St John of the Cross:
Ascent of Mount Carmel
Twelfth Sunday after Trinity
LOVE is a grace that loves God for Himself, and our neighbors for God. The consideration of God's goodness and bounty, the experience of those profitable and excellent emanations from Him, may be and most commonly are, the first motive of our love; but when we are once entered, and have tasted the goodness of God, we loved the spring for its own excellency, passing from passion to reason, from thanksgiving to adoring, from sense to spirit, from considering ourselves to an union with God: and this is the image and little representation of heaven; it is beatitude in picture, or rather the infancy and beginnings of glory.

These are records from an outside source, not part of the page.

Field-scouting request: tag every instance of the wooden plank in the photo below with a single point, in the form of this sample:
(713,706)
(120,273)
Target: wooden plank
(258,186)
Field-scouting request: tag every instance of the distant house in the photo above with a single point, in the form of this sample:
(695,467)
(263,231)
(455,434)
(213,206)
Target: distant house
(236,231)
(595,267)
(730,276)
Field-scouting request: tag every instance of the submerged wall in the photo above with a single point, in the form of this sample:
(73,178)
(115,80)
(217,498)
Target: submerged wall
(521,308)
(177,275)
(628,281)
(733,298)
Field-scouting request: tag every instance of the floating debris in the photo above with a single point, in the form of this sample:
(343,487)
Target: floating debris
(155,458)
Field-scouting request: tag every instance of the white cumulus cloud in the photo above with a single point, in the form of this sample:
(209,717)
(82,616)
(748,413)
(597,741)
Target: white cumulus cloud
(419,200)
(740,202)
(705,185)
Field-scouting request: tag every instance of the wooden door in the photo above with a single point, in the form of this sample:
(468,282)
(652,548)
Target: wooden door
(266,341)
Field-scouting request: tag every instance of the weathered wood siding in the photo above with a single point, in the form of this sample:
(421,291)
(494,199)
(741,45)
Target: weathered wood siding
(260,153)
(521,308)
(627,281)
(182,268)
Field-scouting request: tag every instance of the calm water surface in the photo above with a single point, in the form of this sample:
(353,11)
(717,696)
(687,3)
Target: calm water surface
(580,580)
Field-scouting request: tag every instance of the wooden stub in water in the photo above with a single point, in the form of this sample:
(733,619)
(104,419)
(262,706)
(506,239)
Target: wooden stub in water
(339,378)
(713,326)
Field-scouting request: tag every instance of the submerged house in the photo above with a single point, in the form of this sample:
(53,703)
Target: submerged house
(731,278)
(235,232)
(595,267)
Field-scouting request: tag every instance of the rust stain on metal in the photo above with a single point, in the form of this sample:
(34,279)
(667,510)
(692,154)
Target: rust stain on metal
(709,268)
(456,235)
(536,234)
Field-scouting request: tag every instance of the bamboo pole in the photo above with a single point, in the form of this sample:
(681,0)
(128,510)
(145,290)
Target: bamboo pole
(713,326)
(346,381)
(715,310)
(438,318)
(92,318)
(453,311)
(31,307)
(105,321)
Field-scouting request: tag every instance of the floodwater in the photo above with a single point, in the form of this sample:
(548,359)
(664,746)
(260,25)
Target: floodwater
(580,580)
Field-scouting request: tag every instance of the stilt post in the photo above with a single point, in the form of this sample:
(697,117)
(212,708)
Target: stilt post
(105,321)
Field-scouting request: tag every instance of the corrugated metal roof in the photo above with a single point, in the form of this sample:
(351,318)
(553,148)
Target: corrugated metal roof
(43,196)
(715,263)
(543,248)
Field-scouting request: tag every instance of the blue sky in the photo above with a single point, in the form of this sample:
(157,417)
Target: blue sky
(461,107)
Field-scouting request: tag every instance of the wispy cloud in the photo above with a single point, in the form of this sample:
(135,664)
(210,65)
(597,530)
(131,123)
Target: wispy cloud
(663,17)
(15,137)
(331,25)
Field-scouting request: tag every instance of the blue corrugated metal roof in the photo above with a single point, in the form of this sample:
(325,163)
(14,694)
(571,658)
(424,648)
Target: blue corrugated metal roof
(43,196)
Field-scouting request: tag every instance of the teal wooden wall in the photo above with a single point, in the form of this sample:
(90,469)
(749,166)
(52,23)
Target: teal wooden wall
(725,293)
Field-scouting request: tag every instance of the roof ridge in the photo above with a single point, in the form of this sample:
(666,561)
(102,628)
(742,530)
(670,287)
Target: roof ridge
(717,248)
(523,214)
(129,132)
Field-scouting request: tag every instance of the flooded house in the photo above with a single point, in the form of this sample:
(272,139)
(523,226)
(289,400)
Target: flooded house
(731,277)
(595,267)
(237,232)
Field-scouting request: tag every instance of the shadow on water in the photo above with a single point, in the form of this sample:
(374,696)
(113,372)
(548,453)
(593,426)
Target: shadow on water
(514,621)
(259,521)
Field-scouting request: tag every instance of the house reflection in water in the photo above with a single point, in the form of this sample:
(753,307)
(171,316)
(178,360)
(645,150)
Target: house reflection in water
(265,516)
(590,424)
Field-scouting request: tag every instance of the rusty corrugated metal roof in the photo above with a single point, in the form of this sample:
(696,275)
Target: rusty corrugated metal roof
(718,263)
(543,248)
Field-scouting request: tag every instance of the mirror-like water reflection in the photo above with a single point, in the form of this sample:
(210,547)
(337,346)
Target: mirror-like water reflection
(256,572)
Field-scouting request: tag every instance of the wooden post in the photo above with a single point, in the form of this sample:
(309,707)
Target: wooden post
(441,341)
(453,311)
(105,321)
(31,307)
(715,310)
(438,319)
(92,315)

Jeremy Taylor: Holy Living
13th Monday after Trinity
I LIVE in Meshech which they say signifies Prolonging, in Kedar which signifies Blackness; yet the Lord forsaketh me not. Though he do prolong, yet he will, I trust, bring me to his tabernacle, his resting-place. My soul is with the congregation of the first-born, my body rests in hope, and if here I may honour my God, either by doing or suffering, I shall be most glad.
Oliver Cromwell: Letters
WE naturalize ourselves, to the employment of eternity.
Benjamin Whichcote: Aphorisms
13th Tuesday after Trinity
DIDST thou ever decry a glorious eternity in a winged moment of Time? Didst thou ever see a bright Infinite in the narrow point of an Object? Then thou knowest what Spirit means—that spire-top whither all things ascend harmoniously, where they meet and sit connected in an unfathomed Depth of Life.
Peter Sterry: Rise, Race, and Royalty of the Kingdom of God
GOD giveth a man the opportunity to repent as long as he wisheth to do, and in proportion as he wisheth.